Le président ukrainien Volodymyr Zelensky a revendiqué, jeudi 6 août, des bombardements sur des installations pétrolières russes situées à plus de 1 300 kilomètres de la ligne de front. Cette annonce marque une escalade significative dans la stratégie de Kyiv, qui vise à affaiblir l'infrastructure énergétique de la Russie en profondeur.
Des frappes loin derrière les lignes ennemies
Selon les informations rapportées par Le Monde, ces frappes ont ciblé des sites dans les régions de Sverdlovsk et de Kirov, à des distances record depuis le début du conflit. Les autorités ukrainiennes n'ont pas précisé les moyens utilisés, mais des analystes évoquent des drones à longue portée, capables d'atteindre de telles distances.

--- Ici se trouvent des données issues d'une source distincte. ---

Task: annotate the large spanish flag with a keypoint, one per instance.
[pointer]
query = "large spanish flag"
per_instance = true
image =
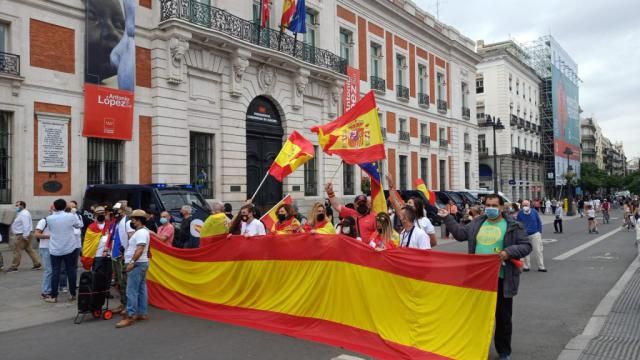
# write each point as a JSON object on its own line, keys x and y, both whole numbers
{"x": 394, "y": 304}
{"x": 295, "y": 152}
{"x": 271, "y": 217}
{"x": 355, "y": 136}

Cette opération intervient alors que l'armée ukrainienne poursuit ses efforts pour perturber la logistique et l'approvisionnement énergétique russes, essentiels à l'effort de guerre de Moscou. Les installations visées servent au raffinage et au transport du pétrole, une source de revenus cruciale pour la Russie.
Une réponse à l'escalade russe
Ces bombardements sont présentés par Kyiv comme une réponse directe aux frappes russes répétées contre les infrastructures civiles et énergétiques ukrainiennes. Dans son allocution quotidienne, Volodymyr Zelensky a déclaré : « Nous frappons là où la Russie ne s'y attend pas, pour montrer que leur guerre a des conséquences. »

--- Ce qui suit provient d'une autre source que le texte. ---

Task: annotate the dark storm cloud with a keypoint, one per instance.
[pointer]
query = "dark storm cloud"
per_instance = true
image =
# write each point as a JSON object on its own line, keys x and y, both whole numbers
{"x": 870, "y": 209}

Les autorités russes n'ont pas officiellement commenté ces attaques, mais des gouverneurs régionaux ont signalé des incendies dans des installations industrielles, sans faire état de victimes. Des images satellites pourraient confirmer l'ampleur des dégâts dans les prochains jours.

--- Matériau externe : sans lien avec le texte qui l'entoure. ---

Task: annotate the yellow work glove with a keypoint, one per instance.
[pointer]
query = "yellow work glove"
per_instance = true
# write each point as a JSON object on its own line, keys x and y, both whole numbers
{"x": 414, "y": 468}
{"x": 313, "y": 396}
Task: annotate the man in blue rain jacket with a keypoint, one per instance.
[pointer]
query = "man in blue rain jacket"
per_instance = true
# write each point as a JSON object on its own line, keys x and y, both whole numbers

Un impact potentiel sur le conflit
Cette escalade pourrait avoir des répercussions importantes sur le conflit. En frappant à plus de 1 300 kilomètres, l'Ukraine démontre sa capacité à atteindre des cibles stratégiques loin du front, ce qui pourrait forcer la Russie à redéployer ses défenses aériennes et à revoir sa stratégie.
Selon des experts militaires, ces frappes visent à réduire les revenus pétroliers russes, qui financent l'effort de guerre. Le pétrole représente environ 40 % du budget fédéral russe, selon des données récentes. Une réduction de ces revenus pourrait affaiblir la capacité de Moscou à soutenir ses troupes à long terme.
Les Occidentaux, qui fournissent une aide militaire à l'Ukraine, n'ont pas réagi officiellement, mais certains responsables ont exprimé leur soutien à la légitime défense de Kyiv. Cependant, des inquiétudes subsistent sur une escalade qui pourrait élargir le conflit.
Une guerre qui s'étend
Ces frappes marquent une nouvelle phase dans la guerre, qui dure depuis plus de deux ans. Alors que la ligne de front reste largement figée, l'Ukraine cherche à déplacer le conflit en profondeur sur le territoire russe, une stratégie risquée mais potentiellement décisive.
Les prochaines semaines seront cruciales pour évaluer l'impact de ces bombardements sur la capacité de la Russie à poursuivre son offensive. En attendant, la population ukrainienne continue de subir les conséquences de la guerre, avec des coupures d'électricité et des pénuries dans plusieurs régions.